Gianfranco Farinelli
Roma
Caro Farinelli, il regime fascista praticava il culto della giovinezza e si considerava «giovanile» anche quando i suoi gerarchi cominciarono a ingrassare e a invecchiare. Nelle manifestazioni organizzate per i giovani cercava di mettere in scena le sue origini e di tenere accesa la «fiamma della rivoluzione» . Vi furono momenti in cui la gioventù sembrò effettivamente essere una reale preoccupazione del governo e del partito. Penso all’importanza che i Littoriali ebbero per la cultura italiana degli anni Trenta.
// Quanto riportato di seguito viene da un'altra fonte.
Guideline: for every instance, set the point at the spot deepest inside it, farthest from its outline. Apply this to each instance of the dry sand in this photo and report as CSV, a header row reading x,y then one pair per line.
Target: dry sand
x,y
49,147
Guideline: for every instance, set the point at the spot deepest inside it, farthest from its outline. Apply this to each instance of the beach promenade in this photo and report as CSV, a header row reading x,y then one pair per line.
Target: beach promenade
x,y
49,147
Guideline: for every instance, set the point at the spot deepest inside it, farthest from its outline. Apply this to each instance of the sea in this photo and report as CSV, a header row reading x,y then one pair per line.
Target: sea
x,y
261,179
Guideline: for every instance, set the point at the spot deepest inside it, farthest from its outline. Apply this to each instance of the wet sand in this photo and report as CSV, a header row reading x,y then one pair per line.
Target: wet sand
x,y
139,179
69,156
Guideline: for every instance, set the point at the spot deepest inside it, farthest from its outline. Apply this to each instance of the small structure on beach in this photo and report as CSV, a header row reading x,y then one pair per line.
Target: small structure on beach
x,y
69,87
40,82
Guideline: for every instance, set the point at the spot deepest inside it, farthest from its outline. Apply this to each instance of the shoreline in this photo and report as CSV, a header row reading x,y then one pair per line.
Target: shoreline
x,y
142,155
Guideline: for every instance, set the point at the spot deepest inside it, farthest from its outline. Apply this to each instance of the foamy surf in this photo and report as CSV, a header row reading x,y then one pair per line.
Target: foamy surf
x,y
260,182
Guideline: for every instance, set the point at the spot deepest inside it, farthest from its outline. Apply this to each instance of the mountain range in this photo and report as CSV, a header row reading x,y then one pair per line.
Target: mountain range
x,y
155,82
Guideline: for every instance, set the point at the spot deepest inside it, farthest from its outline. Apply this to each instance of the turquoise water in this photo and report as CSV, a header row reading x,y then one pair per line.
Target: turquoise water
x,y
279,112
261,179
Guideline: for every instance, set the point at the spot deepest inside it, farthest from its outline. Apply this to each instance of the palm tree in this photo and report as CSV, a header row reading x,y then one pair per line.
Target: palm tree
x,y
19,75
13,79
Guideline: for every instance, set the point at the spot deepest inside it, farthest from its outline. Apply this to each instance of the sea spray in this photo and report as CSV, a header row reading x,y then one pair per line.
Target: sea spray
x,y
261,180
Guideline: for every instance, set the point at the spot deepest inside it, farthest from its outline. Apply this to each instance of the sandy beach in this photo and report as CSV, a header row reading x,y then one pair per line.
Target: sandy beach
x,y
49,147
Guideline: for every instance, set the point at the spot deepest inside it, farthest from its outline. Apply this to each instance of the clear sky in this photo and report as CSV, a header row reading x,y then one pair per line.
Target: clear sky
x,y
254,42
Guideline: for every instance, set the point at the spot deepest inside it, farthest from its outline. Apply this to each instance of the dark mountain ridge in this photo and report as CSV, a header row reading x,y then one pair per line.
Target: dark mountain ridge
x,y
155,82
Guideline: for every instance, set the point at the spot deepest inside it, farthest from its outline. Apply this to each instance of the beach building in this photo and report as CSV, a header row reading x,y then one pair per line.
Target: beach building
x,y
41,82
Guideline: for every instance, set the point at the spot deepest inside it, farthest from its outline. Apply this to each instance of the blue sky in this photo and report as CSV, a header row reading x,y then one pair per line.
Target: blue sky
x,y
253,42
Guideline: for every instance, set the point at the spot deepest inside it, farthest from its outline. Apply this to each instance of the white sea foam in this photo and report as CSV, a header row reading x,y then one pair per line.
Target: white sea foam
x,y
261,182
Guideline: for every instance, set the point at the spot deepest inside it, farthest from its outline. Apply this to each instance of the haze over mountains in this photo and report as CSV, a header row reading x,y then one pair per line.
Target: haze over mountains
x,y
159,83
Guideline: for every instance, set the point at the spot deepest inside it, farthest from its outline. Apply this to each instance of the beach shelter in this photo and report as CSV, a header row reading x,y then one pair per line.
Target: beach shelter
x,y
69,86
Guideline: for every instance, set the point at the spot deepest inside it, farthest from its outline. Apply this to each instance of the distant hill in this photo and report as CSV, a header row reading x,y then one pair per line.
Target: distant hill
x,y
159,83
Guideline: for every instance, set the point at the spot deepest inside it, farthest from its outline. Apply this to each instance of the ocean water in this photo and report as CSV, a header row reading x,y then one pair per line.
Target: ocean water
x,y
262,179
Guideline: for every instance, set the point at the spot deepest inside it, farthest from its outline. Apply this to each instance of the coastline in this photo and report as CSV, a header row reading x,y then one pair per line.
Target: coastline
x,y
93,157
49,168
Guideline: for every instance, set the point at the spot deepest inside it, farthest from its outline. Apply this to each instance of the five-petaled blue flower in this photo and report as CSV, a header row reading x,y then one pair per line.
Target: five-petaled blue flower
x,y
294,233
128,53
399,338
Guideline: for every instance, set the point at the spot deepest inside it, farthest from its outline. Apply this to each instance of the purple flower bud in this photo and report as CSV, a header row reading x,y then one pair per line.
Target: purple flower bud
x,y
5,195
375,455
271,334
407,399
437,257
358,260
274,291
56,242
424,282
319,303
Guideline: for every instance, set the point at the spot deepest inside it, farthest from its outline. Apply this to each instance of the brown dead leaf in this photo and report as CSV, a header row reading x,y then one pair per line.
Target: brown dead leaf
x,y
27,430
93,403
Penso in particolare all’attenzione, segnalata da Indro Montanelli, con cui Mussolini seguiva i giornali dei Guf (gruppi universitari fascisti) e delle federazioni giovanili del partito. Ma nella maggior parte dei casi il regime fu soltanto «giovanilista » e i raduni giovanili divennero liturgie sempre più noiose e annoiate. Le manifestazioni «spontanee» di cui lei parla nella sua lettera erano comandate da quei federali del partito che volevano esibire la loro capacità organizzativa e accumulare punti per la loro carriera. Nei regimi autoritari uno dei maggiori rischi è rappresentato dallo zelo dei sottoposti, sempre ansiosi di anticipare la volontà del capo. Le manifestazioni delle scorse settimane sono alquanto diverse. Nascono nelle università, dove il malessere giovanile è più evidente, e colgono di sorpresa sia i partiti politici, sia le organizzazioni sindacali. È accaduto in Gran Bretagna, dove il sindacato ha cominciato ad appoggiare la protesta soltanto negli scorsi giorni. È accaduto in Italia dove l’opposizione ha fatto del suo meglio per salire su un cavallo che si era messo a correre senza attendere i suoi ordini. Ma anche queste manifestazioni, nonostante la loro maggiore spontaneità, sono spesso riti e liturgie. Il loro archetipo è il sessantotto, vale a dire l’epoca della grande rivolta studentesca, e i loro strumenti, fra cui l’occupazione, sono quelli maggiormente sperimentati in quegli anni. Fra i manifestanti vi sono coloro che hanno idee abbastanza confuse sugli obiettivi da raggiungere, i giovani ambiziosi che fanno le prime armi della loro futura carriera politica, i ragazzi che hanno bisogno di scaldarsi il cuore nel crogiolo di un’azione collettiva. E vi sono infine i gruppuscoli, come si chiamavano nel ’ 68, che cercano di trasformare l’occasione in una battaglia contro l’ «ordine capitalista» . Nel caso di questi ultimi, caro Farinelli, la parola «cagnara» è troppo poco.